Der Aufwind erster Ordnung bietet eine robuste Richtungsannäherung. Sein führender Verkürzungsfehler verhält sich wie eine künstliche Diffusion mit dem Koeffizienten |v|h/2 , was sowohl seine Stabilität als auch seine Tendenz zur Verschmierung von Fronten erklärt.
Lineare Verfahren höherer Ordnung reduzieren die numerische Diffusion, können jedoch dispersive Schwingungen einleiten. Flussbegrenzer, TVD-Schemata und WENO-Methoden verwenden nichtlineare Mechanismen, um eine hohe Auflösung in glatten Regionen beizubehalten und gleichzeitig die Schwingungen in der Nähe steiler Gradienten zu reduzieren.

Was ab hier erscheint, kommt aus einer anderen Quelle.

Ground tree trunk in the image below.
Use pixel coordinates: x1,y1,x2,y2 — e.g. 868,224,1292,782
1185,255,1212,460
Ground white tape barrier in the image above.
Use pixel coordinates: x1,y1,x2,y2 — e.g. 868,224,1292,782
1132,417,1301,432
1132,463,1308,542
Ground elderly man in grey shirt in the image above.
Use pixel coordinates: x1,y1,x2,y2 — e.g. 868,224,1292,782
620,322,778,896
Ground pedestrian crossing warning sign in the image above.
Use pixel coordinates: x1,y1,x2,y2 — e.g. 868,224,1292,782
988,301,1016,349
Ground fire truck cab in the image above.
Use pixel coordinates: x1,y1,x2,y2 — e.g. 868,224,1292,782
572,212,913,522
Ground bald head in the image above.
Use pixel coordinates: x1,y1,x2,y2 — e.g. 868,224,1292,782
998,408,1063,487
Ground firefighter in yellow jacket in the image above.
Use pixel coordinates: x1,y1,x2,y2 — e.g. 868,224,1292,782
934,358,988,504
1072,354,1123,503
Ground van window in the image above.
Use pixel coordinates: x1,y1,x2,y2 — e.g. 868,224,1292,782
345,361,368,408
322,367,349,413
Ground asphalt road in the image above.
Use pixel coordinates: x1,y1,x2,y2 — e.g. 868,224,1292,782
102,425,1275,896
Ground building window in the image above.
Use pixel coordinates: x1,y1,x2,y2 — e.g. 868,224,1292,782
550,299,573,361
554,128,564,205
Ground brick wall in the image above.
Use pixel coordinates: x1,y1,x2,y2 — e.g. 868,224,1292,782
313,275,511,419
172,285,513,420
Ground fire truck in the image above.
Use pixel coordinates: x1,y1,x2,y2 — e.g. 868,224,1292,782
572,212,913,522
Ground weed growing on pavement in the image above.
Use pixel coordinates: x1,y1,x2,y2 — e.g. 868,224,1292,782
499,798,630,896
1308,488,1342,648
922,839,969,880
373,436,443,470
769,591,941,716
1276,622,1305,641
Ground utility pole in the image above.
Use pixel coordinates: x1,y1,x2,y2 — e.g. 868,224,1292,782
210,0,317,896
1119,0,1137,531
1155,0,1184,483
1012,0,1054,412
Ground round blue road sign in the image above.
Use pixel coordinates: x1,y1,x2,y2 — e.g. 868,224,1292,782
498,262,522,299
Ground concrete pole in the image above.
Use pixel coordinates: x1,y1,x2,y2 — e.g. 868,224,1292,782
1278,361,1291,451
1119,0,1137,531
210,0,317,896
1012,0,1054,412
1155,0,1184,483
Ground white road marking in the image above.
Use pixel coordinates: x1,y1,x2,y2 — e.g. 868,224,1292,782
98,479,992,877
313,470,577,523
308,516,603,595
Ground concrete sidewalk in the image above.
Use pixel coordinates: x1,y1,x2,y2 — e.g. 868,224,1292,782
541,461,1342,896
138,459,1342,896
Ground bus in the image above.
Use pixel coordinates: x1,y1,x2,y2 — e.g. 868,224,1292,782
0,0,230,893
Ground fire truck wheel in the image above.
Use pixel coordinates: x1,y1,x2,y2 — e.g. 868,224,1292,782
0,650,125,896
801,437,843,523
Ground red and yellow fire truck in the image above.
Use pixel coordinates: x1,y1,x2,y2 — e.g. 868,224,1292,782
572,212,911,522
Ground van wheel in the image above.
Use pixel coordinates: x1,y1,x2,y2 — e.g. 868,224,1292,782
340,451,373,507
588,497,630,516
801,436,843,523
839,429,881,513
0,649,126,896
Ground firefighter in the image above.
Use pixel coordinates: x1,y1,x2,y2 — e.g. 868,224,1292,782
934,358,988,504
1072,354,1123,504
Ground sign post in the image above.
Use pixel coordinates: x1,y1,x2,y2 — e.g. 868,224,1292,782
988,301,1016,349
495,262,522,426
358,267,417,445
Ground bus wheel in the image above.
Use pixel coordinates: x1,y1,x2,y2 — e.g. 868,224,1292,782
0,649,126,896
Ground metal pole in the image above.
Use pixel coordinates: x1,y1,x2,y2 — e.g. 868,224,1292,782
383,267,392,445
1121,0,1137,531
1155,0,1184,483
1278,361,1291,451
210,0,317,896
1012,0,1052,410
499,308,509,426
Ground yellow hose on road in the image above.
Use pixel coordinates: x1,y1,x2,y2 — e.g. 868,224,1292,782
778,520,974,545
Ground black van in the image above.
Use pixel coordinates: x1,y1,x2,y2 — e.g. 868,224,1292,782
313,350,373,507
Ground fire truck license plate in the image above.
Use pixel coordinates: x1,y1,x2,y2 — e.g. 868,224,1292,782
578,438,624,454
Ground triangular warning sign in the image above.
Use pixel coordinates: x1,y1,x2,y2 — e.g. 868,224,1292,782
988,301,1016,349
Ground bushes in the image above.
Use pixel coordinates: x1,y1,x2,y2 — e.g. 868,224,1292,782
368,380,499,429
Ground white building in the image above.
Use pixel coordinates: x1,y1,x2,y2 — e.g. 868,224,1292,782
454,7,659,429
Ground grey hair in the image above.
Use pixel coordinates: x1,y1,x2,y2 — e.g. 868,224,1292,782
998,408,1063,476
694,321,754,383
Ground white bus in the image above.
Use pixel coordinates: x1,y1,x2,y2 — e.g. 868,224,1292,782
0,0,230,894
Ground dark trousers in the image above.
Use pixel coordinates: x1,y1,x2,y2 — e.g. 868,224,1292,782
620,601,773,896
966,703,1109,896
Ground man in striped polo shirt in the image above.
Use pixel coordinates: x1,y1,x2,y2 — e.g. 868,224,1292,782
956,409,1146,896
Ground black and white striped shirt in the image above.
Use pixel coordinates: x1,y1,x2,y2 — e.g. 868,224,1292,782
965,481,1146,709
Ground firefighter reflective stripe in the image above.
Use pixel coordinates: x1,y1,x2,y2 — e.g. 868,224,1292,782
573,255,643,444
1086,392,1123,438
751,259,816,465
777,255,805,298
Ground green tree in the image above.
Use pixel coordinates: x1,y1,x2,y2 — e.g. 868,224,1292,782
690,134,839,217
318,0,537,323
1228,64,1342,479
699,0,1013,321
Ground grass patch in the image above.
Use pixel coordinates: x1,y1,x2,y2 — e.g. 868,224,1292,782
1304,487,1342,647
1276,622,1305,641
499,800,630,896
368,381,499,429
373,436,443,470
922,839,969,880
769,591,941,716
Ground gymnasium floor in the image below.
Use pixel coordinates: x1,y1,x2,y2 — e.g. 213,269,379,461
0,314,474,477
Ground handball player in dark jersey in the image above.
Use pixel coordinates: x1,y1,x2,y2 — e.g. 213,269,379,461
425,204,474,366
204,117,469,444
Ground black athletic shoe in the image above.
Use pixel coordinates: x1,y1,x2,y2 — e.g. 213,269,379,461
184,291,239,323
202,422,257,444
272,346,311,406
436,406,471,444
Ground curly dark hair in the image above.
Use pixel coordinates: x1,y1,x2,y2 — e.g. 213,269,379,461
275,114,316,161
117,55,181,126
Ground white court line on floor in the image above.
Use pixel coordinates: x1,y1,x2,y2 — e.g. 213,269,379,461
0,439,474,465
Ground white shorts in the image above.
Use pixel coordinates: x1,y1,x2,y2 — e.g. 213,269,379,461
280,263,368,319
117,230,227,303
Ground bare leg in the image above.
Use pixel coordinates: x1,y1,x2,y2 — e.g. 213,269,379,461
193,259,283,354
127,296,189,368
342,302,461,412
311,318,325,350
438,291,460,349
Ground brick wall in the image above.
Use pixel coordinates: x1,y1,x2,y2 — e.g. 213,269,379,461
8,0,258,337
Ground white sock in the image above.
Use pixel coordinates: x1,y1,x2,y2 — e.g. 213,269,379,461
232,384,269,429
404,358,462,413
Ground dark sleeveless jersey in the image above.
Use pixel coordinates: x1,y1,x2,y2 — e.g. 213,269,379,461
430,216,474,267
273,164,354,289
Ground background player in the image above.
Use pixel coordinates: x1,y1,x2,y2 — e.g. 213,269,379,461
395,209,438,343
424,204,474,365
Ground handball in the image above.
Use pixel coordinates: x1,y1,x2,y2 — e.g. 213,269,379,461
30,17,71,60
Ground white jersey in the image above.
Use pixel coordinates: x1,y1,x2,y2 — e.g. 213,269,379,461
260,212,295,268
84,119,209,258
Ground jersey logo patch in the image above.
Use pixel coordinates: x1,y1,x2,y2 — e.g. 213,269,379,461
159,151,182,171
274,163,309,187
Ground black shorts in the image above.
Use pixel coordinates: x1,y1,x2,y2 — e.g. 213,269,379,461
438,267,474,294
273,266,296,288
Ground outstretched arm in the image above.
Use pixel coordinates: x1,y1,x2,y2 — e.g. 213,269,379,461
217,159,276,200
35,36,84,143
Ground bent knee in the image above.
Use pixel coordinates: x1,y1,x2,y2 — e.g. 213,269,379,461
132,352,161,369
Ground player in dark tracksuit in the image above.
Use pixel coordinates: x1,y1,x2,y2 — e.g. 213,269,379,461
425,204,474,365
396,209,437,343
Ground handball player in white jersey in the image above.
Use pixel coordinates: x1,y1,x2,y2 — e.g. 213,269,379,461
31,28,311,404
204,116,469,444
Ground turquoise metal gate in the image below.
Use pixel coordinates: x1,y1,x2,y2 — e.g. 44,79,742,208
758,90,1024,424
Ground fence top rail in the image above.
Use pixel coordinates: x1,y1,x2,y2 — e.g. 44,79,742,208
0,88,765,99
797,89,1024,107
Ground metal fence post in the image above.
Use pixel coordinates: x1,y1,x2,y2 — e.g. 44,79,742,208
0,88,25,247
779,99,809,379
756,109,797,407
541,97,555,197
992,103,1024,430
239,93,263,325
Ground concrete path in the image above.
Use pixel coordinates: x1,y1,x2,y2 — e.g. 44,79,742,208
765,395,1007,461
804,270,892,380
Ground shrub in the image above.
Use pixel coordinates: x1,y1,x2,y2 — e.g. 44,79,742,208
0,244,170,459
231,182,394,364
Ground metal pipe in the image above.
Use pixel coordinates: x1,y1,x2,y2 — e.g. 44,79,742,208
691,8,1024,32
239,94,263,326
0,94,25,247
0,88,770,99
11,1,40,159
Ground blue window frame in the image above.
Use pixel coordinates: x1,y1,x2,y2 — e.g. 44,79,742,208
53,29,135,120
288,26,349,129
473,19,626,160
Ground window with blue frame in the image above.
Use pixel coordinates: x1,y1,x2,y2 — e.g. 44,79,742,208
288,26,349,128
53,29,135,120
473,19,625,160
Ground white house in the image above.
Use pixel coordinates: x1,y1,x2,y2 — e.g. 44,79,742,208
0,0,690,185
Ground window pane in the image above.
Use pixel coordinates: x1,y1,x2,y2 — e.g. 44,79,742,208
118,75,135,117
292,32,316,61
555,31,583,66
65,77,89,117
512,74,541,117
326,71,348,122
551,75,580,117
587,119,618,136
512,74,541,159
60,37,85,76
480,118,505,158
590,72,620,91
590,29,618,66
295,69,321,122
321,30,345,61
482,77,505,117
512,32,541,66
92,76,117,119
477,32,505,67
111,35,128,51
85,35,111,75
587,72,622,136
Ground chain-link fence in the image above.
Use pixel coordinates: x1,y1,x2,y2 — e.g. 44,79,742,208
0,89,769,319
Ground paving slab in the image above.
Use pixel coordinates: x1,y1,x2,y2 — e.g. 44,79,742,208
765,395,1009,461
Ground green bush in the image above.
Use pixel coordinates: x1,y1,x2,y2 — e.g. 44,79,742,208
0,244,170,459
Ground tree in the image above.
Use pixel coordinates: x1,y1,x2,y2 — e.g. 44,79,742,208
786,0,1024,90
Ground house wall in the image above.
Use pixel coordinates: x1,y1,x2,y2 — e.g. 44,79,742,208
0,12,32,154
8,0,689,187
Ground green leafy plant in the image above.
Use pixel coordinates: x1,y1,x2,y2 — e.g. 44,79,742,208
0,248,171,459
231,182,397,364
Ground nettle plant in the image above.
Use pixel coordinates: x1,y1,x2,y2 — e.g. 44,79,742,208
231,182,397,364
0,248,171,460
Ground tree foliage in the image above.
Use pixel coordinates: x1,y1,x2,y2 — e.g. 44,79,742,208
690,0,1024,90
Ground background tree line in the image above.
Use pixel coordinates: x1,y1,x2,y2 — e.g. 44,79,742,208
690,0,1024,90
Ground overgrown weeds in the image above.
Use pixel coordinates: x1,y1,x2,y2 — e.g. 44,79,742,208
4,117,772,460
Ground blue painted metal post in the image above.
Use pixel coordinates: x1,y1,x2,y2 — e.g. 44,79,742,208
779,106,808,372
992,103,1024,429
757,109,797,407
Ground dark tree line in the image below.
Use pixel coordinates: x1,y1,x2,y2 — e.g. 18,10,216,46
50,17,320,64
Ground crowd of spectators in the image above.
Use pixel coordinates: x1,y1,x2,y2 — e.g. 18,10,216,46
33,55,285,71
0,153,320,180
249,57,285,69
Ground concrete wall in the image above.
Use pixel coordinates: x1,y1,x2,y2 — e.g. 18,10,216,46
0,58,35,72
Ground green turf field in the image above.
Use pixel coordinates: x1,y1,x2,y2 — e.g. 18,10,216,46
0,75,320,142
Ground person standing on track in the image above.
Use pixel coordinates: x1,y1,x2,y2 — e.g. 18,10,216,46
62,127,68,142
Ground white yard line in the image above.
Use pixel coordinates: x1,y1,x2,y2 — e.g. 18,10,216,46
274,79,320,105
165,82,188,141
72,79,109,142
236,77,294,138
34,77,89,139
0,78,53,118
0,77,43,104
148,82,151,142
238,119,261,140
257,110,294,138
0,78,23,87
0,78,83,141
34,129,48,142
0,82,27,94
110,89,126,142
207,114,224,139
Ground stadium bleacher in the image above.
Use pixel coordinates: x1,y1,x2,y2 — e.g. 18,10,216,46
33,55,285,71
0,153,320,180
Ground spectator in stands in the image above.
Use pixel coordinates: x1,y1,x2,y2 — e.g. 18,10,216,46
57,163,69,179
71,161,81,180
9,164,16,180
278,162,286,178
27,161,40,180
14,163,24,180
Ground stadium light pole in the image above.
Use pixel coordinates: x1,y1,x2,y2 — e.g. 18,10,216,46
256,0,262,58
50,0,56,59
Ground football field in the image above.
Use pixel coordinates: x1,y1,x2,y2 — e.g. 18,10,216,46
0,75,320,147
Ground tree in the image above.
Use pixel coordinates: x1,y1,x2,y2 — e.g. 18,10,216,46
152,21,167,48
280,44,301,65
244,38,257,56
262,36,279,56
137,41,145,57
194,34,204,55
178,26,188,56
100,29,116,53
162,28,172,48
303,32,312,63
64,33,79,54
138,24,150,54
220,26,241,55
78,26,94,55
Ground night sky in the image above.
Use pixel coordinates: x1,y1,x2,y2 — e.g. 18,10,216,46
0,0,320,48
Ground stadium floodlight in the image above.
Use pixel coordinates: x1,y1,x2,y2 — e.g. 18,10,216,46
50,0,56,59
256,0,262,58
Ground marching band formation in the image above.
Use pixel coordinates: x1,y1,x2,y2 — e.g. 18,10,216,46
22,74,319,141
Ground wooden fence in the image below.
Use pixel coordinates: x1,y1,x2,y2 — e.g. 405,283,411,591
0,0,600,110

SUPG dient einem verwandten Zweck bei Finite-Elemente-Methoden. Es fügt einen konsistenten auf Residuen basierenden Term hinzu, der auf die Strömungsrichtung ausgerichtet ist. Sein Stabilisierungsparameter hängt von der lokalen Advektion, Diffusion, Mesh und manchmal der Zeitskala ab. Es sollte nicht blind durch eine feste Menge an isotroper Diffusion ersetzt werden.
Kein Schema ist allgemein am besten. Die richtige Wahl hängt von der lokalen Peclet-Nummer, der Regelmäßigkeit der Lösung, den Anforderungen an die Konservierung, der Netzqualität, den Randbedingungen und der Toleranz für Diffusion oder Dispersion ab. Eine glaubwürdige Wahl muss durch analytische Tests, Netzverfeinerung, zeitliche Konvergenz und Überprüfung der physischen Grenzen unterstützt werden.